Additionally, some events will interrupt the simulation, preventing the agent to continue. In these cases, the route which is being simulated will be shut down, and the leaderboard will move onto the next one, triggering it normally.

  • Route deviation — If an agent deviates more than 30 meters from the assigned route.
  • Agent blocked — If an agent doesn’t take any actions for 180 simulation seconds.
  • Simulation timeout — If no client-server communication can be established in 60 seconds.
  • Route timeout — If the simulation of a route takes too long to finish.
  • Agent errors — If the agent code results in an error.

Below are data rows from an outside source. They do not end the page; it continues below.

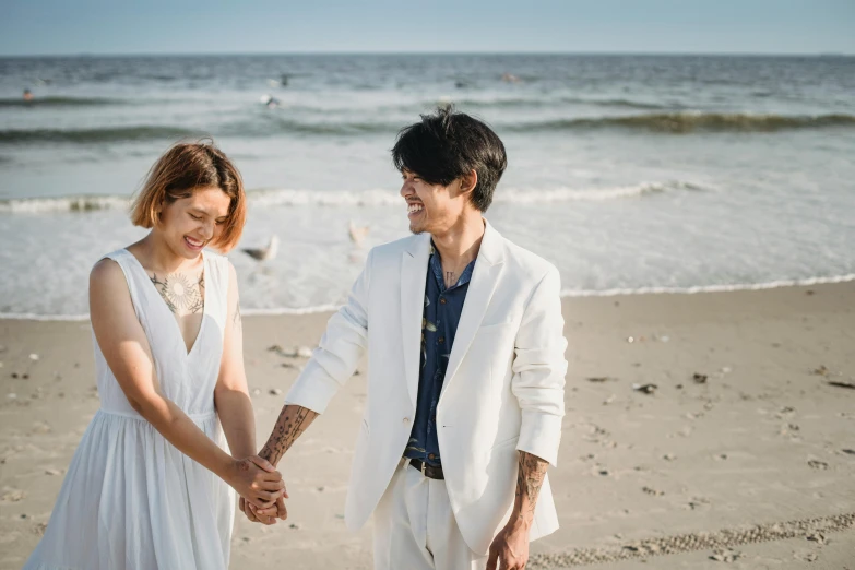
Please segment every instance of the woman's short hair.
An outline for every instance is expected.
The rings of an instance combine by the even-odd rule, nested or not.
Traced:
[[[152,166],[142,190],[134,198],[131,222],[135,226],[154,227],[161,203],[171,204],[190,198],[197,188],[219,188],[230,199],[228,219],[212,246],[226,252],[234,248],[244,231],[247,197],[244,180],[231,161],[213,141],[178,143]]]
[[[475,170],[478,182],[471,201],[486,212],[508,166],[508,155],[492,129],[449,105],[423,115],[421,121],[403,129],[392,147],[392,162],[401,171],[407,169],[441,186]]]

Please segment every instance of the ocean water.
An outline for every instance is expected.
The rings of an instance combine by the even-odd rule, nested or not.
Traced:
[[[262,264],[229,253],[245,311],[335,306],[371,246],[407,235],[389,150],[446,103],[504,141],[487,217],[566,295],[855,274],[855,58],[7,58],[0,316],[85,314],[92,264],[144,235],[127,209],[145,173],[202,135],[249,189],[241,247],[282,240]]]

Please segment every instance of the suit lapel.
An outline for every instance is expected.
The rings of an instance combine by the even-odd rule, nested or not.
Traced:
[[[418,370],[421,361],[421,318],[425,312],[425,281],[430,257],[430,235],[413,239],[401,260],[401,339],[407,392],[416,408]]]
[[[484,239],[482,239],[478,257],[475,260],[475,271],[472,274],[472,281],[470,281],[466,300],[463,302],[463,312],[458,323],[454,346],[451,347],[449,366],[446,369],[446,380],[442,383],[440,397],[454,378],[460,364],[463,361],[463,357],[475,339],[475,333],[478,332],[478,328],[484,321],[484,313],[487,312],[487,307],[499,281],[499,273],[504,263],[502,241],[503,238],[499,233],[489,223],[486,223]]]

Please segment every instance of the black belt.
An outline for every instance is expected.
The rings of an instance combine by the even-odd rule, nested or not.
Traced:
[[[429,479],[444,479],[446,476],[442,475],[442,467],[434,467],[432,465],[428,465],[424,461],[419,460],[409,460],[409,466],[414,470],[421,472],[421,475]]]

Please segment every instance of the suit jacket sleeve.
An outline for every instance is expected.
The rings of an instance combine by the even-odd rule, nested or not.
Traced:
[[[318,348],[285,396],[286,404],[323,414],[332,396],[356,370],[368,343],[371,259],[356,278],[347,302],[330,318]]]
[[[535,287],[516,334],[511,391],[522,408],[516,449],[555,466],[565,415],[567,360],[561,281],[550,268]]]

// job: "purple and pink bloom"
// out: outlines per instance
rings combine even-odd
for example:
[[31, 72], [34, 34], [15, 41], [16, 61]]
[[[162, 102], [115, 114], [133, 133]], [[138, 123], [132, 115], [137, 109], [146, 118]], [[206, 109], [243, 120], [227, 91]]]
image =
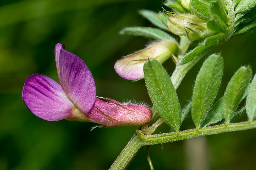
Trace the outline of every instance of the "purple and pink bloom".
[[140, 125], [150, 120], [152, 113], [148, 107], [96, 97], [92, 73], [81, 58], [64, 47], [60, 44], [55, 47], [60, 84], [38, 74], [30, 76], [24, 84], [22, 99], [36, 115], [49, 121], [66, 119], [106, 127]]

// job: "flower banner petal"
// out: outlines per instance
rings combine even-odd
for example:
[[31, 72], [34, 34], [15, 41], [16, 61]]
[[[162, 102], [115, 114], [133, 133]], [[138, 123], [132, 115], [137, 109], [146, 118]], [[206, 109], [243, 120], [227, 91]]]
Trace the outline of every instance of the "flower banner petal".
[[68, 97], [83, 113], [88, 112], [96, 98], [93, 78], [84, 62], [79, 57], [55, 46], [56, 65], [60, 84]]
[[155, 59], [163, 63], [176, 54], [179, 48], [176, 41], [166, 40], [156, 43], [144, 49], [119, 60], [115, 64], [116, 72], [120, 77], [130, 80], [144, 78], [143, 66], [148, 60]]
[[28, 109], [45, 120], [56, 121], [72, 116], [75, 107], [58, 83], [44, 75], [31, 75], [27, 79], [22, 98]]

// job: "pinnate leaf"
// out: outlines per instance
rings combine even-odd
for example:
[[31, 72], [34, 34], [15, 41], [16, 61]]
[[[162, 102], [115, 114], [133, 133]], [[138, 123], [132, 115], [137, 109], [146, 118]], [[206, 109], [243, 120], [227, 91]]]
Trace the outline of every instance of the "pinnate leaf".
[[211, 0], [190, 0], [190, 6], [192, 11], [202, 19], [211, 18], [210, 6]]
[[119, 33], [120, 34], [124, 35], [141, 36], [157, 40], [171, 39], [176, 41], [173, 37], [164, 31], [157, 28], [151, 27], [127, 27], [123, 29]]
[[169, 75], [162, 64], [155, 60], [144, 64], [144, 71], [148, 94], [158, 114], [166, 124], [178, 131], [181, 110]]
[[192, 119], [196, 127], [204, 119], [213, 103], [221, 81], [223, 59], [212, 54], [204, 63], [197, 74], [192, 97]]
[[163, 21], [165, 24], [167, 23], [168, 18], [164, 16], [164, 14], [146, 10], [141, 10], [139, 13], [154, 25], [163, 29], [169, 31], [162, 22]]
[[[240, 100], [239, 103], [245, 99], [247, 96], [250, 86], [250, 85], [247, 86], [242, 99]], [[224, 118], [224, 115], [223, 115], [223, 97], [222, 97], [213, 105], [205, 116], [205, 119], [200, 124], [200, 127], [208, 126], [211, 124], [219, 122]], [[235, 114], [235, 115], [236, 115], [236, 114]], [[234, 116], [234, 117], [235, 117]]]

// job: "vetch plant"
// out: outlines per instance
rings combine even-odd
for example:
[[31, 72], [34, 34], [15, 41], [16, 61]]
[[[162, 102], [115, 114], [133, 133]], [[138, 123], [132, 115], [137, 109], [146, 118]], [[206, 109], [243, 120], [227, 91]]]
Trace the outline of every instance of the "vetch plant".
[[91, 71], [80, 58], [65, 50], [64, 45], [56, 45], [55, 59], [60, 85], [39, 74], [31, 76], [24, 85], [22, 99], [36, 116], [48, 121], [65, 119], [106, 127], [140, 125], [151, 119], [151, 111], [144, 106], [97, 98]]
[[[96, 97], [93, 78], [85, 64], [60, 44], [56, 46], [55, 55], [60, 84], [38, 74], [29, 77], [24, 84], [23, 101], [34, 114], [44, 119], [90, 121], [106, 127], [141, 125], [109, 169], [126, 169], [143, 146], [256, 128], [256, 76], [252, 77], [249, 65], [237, 70], [223, 96], [217, 98], [225, 56], [212, 54], [201, 66], [191, 99], [185, 107], [180, 104], [176, 92], [188, 72], [211, 49], [256, 27], [256, 1], [168, 0], [164, 4], [171, 11], [140, 12], [160, 29], [130, 27], [120, 31], [155, 41], [115, 65], [123, 78], [144, 78], [153, 105], [151, 110]], [[179, 41], [163, 30], [179, 36]], [[194, 48], [190, 47], [192, 43]], [[176, 64], [170, 77], [161, 64], [170, 58]], [[244, 104], [242, 102], [245, 99]], [[190, 114], [195, 128], [180, 131]], [[239, 121], [246, 115], [247, 121]], [[170, 132], [153, 134], [164, 122]], [[150, 157], [147, 158], [153, 169]]]

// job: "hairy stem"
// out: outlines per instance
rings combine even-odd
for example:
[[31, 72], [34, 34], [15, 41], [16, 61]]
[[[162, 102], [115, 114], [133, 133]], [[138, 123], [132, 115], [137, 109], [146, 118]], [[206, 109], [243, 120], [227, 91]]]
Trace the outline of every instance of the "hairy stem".
[[256, 128], [256, 121], [247, 122], [194, 129], [179, 132], [145, 135], [143, 145], [150, 145], [174, 142], [196, 137]]
[[[171, 79], [174, 88], [176, 89], [180, 84], [188, 72], [196, 63], [201, 57], [196, 60], [196, 61], [190, 62], [183, 65], [177, 65], [172, 73]], [[161, 120], [157, 122], [157, 125], [153, 126], [149, 128], [151, 133], [147, 131], [147, 134], [151, 134], [153, 133], [163, 121]], [[135, 135], [132, 138], [125, 146], [116, 159], [112, 164], [109, 170], [125, 169], [133, 159], [139, 151], [139, 149], [143, 144], [142, 141], [139, 139], [137, 135]]]
[[134, 135], [109, 169], [117, 170], [126, 169], [143, 145], [143, 143], [137, 135]]

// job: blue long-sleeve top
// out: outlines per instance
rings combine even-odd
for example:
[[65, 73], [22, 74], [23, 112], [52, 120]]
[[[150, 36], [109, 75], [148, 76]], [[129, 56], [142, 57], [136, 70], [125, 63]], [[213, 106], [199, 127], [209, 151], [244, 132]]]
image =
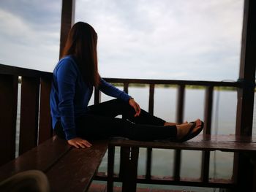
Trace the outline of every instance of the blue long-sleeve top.
[[[104, 93], [128, 101], [131, 98], [111, 84], [100, 78], [99, 89]], [[61, 58], [53, 70], [50, 91], [50, 115], [54, 128], [61, 121], [66, 139], [77, 137], [75, 120], [86, 114], [93, 86], [84, 82], [75, 61], [67, 55]]]

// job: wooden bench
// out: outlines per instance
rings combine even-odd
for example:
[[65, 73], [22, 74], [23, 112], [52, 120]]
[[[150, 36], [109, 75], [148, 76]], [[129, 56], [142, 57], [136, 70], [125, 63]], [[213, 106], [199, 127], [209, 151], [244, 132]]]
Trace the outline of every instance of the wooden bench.
[[56, 136], [0, 167], [0, 180], [30, 169], [45, 172], [51, 191], [86, 191], [108, 149], [108, 141], [76, 149]]
[[[121, 162], [119, 174], [114, 174], [115, 147], [121, 147]], [[139, 148], [158, 148], [171, 150], [200, 150], [206, 153], [209, 157], [209, 152], [219, 150], [223, 152], [233, 152], [237, 154], [245, 154], [249, 157], [252, 164], [255, 164], [256, 137], [238, 137], [235, 135], [199, 135], [188, 142], [145, 142], [132, 140], [117, 139], [110, 141], [108, 159], [108, 191], [113, 191], [113, 182], [122, 182], [122, 191], [136, 191], [137, 183], [190, 185], [201, 187], [219, 187], [230, 188], [231, 191], [237, 186], [236, 178], [230, 180], [211, 179], [208, 175], [208, 164], [204, 162], [205, 170], [203, 170], [201, 178], [176, 178], [175, 177], [164, 177], [158, 178], [151, 175], [138, 175], [138, 163]], [[204, 154], [204, 153], [203, 153]], [[206, 154], [205, 154], [206, 155]], [[200, 168], [199, 168], [200, 169]], [[236, 174], [235, 174], [236, 175]], [[256, 169], [254, 166], [253, 191], [256, 191]], [[98, 175], [102, 179], [104, 175]]]

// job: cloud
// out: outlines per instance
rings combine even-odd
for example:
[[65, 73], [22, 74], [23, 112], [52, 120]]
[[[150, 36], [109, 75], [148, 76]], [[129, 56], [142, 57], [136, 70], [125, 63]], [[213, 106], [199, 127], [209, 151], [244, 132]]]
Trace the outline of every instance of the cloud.
[[56, 3], [50, 5], [39, 1], [0, 2], [1, 64], [53, 71], [59, 58], [61, 4], [59, 10]]
[[[0, 63], [52, 71], [61, 6], [0, 1]], [[77, 0], [75, 20], [98, 33], [103, 77], [236, 80], [242, 12], [242, 0]]]
[[242, 1], [80, 0], [76, 20], [97, 31], [105, 76], [236, 80]]

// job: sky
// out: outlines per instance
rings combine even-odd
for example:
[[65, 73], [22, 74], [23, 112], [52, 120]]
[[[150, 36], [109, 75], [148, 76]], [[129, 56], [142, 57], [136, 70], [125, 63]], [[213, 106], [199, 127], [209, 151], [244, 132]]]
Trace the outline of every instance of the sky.
[[[0, 1], [0, 64], [52, 72], [60, 0]], [[77, 0], [75, 22], [98, 34], [103, 77], [238, 78], [242, 0]]]

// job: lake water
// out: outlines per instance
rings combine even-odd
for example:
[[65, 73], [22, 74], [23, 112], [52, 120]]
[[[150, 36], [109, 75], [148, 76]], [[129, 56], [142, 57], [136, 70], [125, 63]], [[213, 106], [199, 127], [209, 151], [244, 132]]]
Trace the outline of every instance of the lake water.
[[[119, 88], [122, 89], [122, 88]], [[148, 110], [148, 87], [129, 88], [129, 95], [140, 104], [141, 108]], [[19, 91], [20, 93], [20, 91]], [[154, 95], [154, 111], [156, 116], [167, 121], [175, 122], [177, 99], [177, 89], [175, 88], [156, 87]], [[186, 89], [184, 120], [192, 121], [196, 118], [203, 119], [203, 107], [205, 91], [203, 89]], [[94, 102], [94, 96], [89, 104]], [[102, 94], [102, 101], [113, 98]], [[20, 102], [20, 101], [19, 101]], [[215, 90], [214, 93], [214, 106], [212, 117], [212, 134], [234, 134], [236, 130], [237, 92], [230, 91]], [[19, 126], [20, 104], [18, 104], [17, 126]], [[255, 113], [254, 113], [255, 114]], [[254, 115], [253, 134], [256, 134], [256, 121]], [[18, 131], [17, 134], [17, 147], [18, 147]], [[115, 172], [118, 172], [119, 155], [116, 147]], [[173, 171], [173, 154], [172, 150], [153, 150], [152, 175], [172, 176]], [[18, 153], [16, 154], [18, 155]], [[145, 174], [146, 172], [146, 150], [140, 149], [138, 162], [138, 174]], [[182, 151], [181, 177], [200, 177], [202, 153], [198, 151]], [[211, 152], [210, 158], [210, 177], [226, 178], [232, 177], [233, 153]], [[99, 172], [107, 172], [107, 155], [99, 168]], [[145, 186], [145, 185], [138, 185]], [[154, 185], [151, 185], [154, 188]], [[157, 188], [193, 190], [194, 191], [214, 191], [215, 189], [203, 188], [178, 187], [178, 186], [157, 186]]]

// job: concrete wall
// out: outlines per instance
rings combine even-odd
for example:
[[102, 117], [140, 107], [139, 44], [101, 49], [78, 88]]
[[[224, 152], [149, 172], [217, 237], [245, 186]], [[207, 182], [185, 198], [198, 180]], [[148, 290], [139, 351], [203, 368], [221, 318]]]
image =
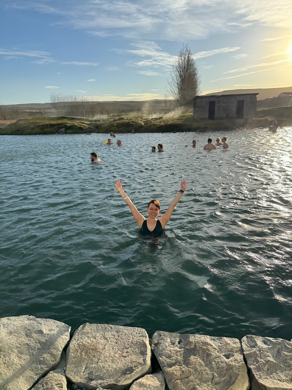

Any other errors that might occur during the simulation such as unexpected behaviors from the leaderboard, disconnections from the server or others will result in the shut down of the leaderboard and the storage of the partial results of the route, flagging them as crashed. The leaderboard has the capabability to resume unfinished simulations, repeating the last ‘crashed’ route and moving onto the rest.

Results

At the end of each route, the leaderboard will output information about the performance of your AV stack as a json file. This includes general information about the route, an overview of the infractions commited by your agent, the scores for that route and information about its duration. Below is an example of a route where the agent both run a red light and deviated from the route.

{
    "index": 0,
    "route_id": "RouteScenario_0_rep0",
    "status": "Failed - Agent deviated from the route",
    "num_infractions": 2,
    "infractions": {
        "collisions_layout": [],
        "collisions_pedestrian": [],
        "collisions_vehicle": [],
        "red_light": [
            "Agent ran a red light 203 at (x=341.25, y=209.1, z=0.104)"
        ],
        "stop_infraction": [],
        "outside_route_lanes": [],
        "min_speed_infractions": [],
        "yield_emergency_vehicle_infractions": [],
        "scenario_timeouts": [],
        "route_dev": [
            "Agent deviated from the route at (x=95.92, y=165.673, z=0.138)"
        ],
        "vehicle_blocked": [],
        "route_timeout": []
    },
    "scores": {
        "score_route": 25.4,
        "score_penalty": 0.8,
        "score_composed": 20.32
    },
    "meta": {
        "route_length": 530.846,
        "duration_game": 85.55,
        "duration_system": 21.034
    }
}

Each time a route is completed the leaderboard adds a new entry to the json file. Once they are all finished, the global scores will be calculated. The global infractions compress the individual route’s data into a single value and is given as the number of events per Km. The global section also includes the standard deviations of the evaluation metrics.